When it comes to validating operator-entered data, many HMI/OIT packages offer this capability. An even more rigorous method is to limit-test the data within the control logic before accepting it. Individual project needs will dictate whether improper data is clamped at the limit, or rejected in a way that warns the operator. For logic that calculates derived values during runtime, if these values are used for subsequent operations they need to be validated just as if they were operator-entered. The most common validation scenarios are ensuring a value is not over-range or under-range, or making sure a value is not negative.
Consequences of bad data
What are the consequences of bad data? Improperly ranged or negative values can cause control loops to wind up. An unexpected zero can trigger a processor-halting divide-by-zero error in a calculation. Or, an improperly set or incremented value used as an indirect array address can actually point to an illegal location outside the valid range, causing a processor to stop running.
At a higher level, functional systems should be programmed to enter a safe state (usually “off”) upon system boot up, or on any critical error. Startup routines can be created in order to initialize data and values, and to drive control logic to a safe state. Rarely should sequences automatically restart after an alarm condition is removed. Instead, consider a two-step procedure where operators clear the error, then trigger a restart.
During detailed design, consider adding some enhanced alarming that can help operators identify unusual trouble. For instance, a system with a pump filling a tank may have high level, low level, and pump fail alarms. If it is known that the tank should only take 5 minutes to fill, then a “slow fill” alarm can be incorporated. This alarm will not specifically define why a slow fill is happening, but could prompt the operator to go look for a broken hose or fitting that is spilling water to the floor.
Configure software to self-recover
In addition to disallowing any invalid operational modes, software should be configured to self-recover itself to a safe mode if it is ever inadvertently driven to an illegal mode. Sometimes it makes sense to give the operator a “reset” or “abort” control that can stop and re-initialize a problematic sequence. Keep in mind that some would consider this type of logic to be a Band-Aid intended to make up for other poor programming practices.
Fault and alarm indications on HMI/OIT stations must be clear and understandable.

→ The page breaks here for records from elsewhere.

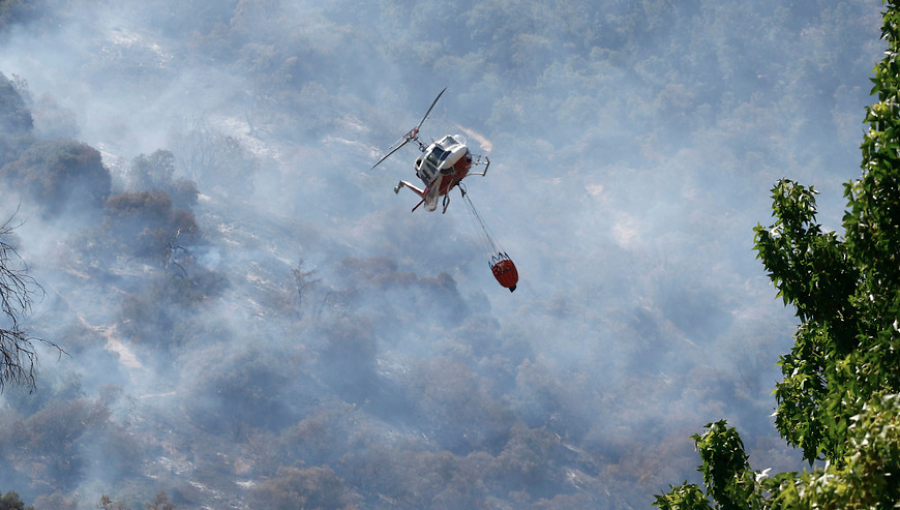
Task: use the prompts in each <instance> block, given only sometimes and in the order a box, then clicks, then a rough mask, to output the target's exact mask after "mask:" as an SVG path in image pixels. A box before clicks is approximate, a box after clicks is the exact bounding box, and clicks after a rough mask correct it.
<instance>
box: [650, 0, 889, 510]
mask: <svg viewBox="0 0 900 510" xmlns="http://www.w3.org/2000/svg"><path fill="white" fill-rule="evenodd" d="M885 4H886V6H887V8H886V10H885V12H884V13H883V19H884V23H883V28H882V37H883V39H884V40H885V41H886V42H887V44H888V50H887V52H886V56H885V58H884V59H883V60H882V61H881V62H880V63H879V64H878V65H877V66H876V67H875V69H874V77H873V78H872V81H873V83H874V84H875V85H874V87H873V89H872V94H873V95H877V96H878V102H877V103H876V104H874V105H872V106H870V107H867V108H866V119H865V120H866V122H867V123H868V124H869V130H868V132H866V134H865V136H864V140H863V143H862V147H861V149H862V177H861V178H859V179H857V180H854V181H852V182H849V183H847V184H846V186H845V193H844V196H845V198H846V199H847V211H846V213H845V215H844V218H843V227H844V235H843V236H839V235H838V234H837V233H835V232H829V231H827V230H826V229H824V228H823V227H822V225H821V224H819V223H817V221H816V202H815V194H816V191H815V189H814V188H813V187H809V188H807V187H805V186H802V185H800V184H798V183H796V182H794V181H791V180H787V179H783V180H781V181H779V182H778V183H777V184H776V186H775V188H774V189H773V195H772V196H773V199H774V204H773V210H774V216H775V223H774V224H773V225H771V226H768V227H763V226H761V225H760V226H757V227H756V228H755V232H756V238H755V249H756V251H757V253H758V258H759V259H761V260H762V263H763V265H764V266H765V268H766V270H767V271H768V275H769V278H770V279H771V280H772V282H773V284H774V285H775V287H776V289H777V290H778V296H779V297H781V298H782V299H783V300H784V303H785V305H791V306H793V307H794V308H795V310H796V315H797V317H798V319H799V320H800V324H799V326H798V328H797V332H796V334H795V336H794V339H795V344H794V347H793V349H792V350H791V352H790V353H789V354H786V355H783V356H781V360H780V361H779V365H780V366H781V369H782V375H783V377H784V379H783V381H782V382H780V383H778V384H777V386H776V389H775V397H776V401H777V405H778V407H777V410H776V415H775V416H776V418H775V425H776V427H777V429H778V431H779V433H780V434H781V436H782V437H783V438H785V440H787V442H788V443H789V444H791V445H793V446H796V447H798V448H800V449H801V450H802V451H803V455H804V458H805V459H806V460H808V461H809V462H810V465H812V463H813V462H814V461H816V460H819V461H823V462H824V464H823V467H819V468H816V469H815V470H813V471H810V472H806V471H804V472H803V473H782V474H778V475H775V476H774V477H771V478H770V477H768V476H764V474H763V473H756V472H753V471H751V470H750V467H749V463H748V462H747V455H746V453H745V452H744V448H743V445H742V444H741V442H740V437H739V435H738V433H737V431H736V430H735V429H733V428H728V427H727V426H726V424H725V422H724V421H722V422H717V423H715V424H710V425H708V426H707V429H708V430H707V432H706V433H705V434H703V435H702V436H694V440H695V443H696V446H697V449H698V450H699V452H700V456H701V459H702V462H703V463H702V465H701V467H700V471H701V473H702V474H703V479H704V482H705V484H706V491H705V496H704V495H703V494H702V491H701V490H700V488H699V487H697V486H696V485H689V484H687V483H685V484H683V485H681V486H679V487H673V488H672V490H671V491H670V492H669V493H667V494H664V495H662V496H657V499H656V502H655V503H654V505H655V506H657V507H659V508H663V509H675V508H681V509H684V508H695V509H697V508H710V500H712V502H713V503H714V506H715V508H722V509H732V508H812V507H819V508H889V507H897V506H900V484H898V483H897V482H896V480H897V478H898V477H900V429H898V425H900V424H898V421H897V416H898V415H900V395H898V393H900V371H898V370H897V366H898V362H900V154H898V151H900V63H898V59H897V57H898V55H900V1H898V0H889V1H886V2H885Z"/></svg>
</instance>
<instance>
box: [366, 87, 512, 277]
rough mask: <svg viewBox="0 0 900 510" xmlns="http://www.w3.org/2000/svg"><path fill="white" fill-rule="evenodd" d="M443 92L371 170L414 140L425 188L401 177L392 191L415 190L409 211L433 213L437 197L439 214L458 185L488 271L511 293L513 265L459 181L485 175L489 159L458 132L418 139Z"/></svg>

Cryptic messages or codes cannot be reliably acted upon. System reactions to operator inputs must be responsive enough to prevent operators from making multiple selections which could trigger undesired operation. Just as with consumer devices like phones and DVRs, a lagging response will cause the frustrated user to keep pressing buttons fruitlessly.
Develop a test plan
How do you know if your good engineering efforts are sufficient to defend against the unexpected? Test, test, test! Develop a test plan, preferably around the time the system is designed, so that it tests all key features. Attempt to trigger or simulate various failures and potentially illegal operator actions. Execute the test plan, and don’t be afraid to use it as a springboard for developing additional specific test cases that look useful. Make some test actions faster and slower than typical to search out bad interactions.
We started this blog series comparing an automation engineer’s tasks with those of a driver on a challenging road. In both cases, it is clear that training, planning, practice, and experience will lead to the most successful outcome. Not every bad situation can be prevented, but a multi-layered approach for defending and reacting to the unknown is the best bet. There are usually few arguments against building a resilient automation system, which can safely and defensively respond to non-normal conditions. Always be on the lookout for opportunities to improve your designs by challenging them with various conditions that flush out potential weaknesses.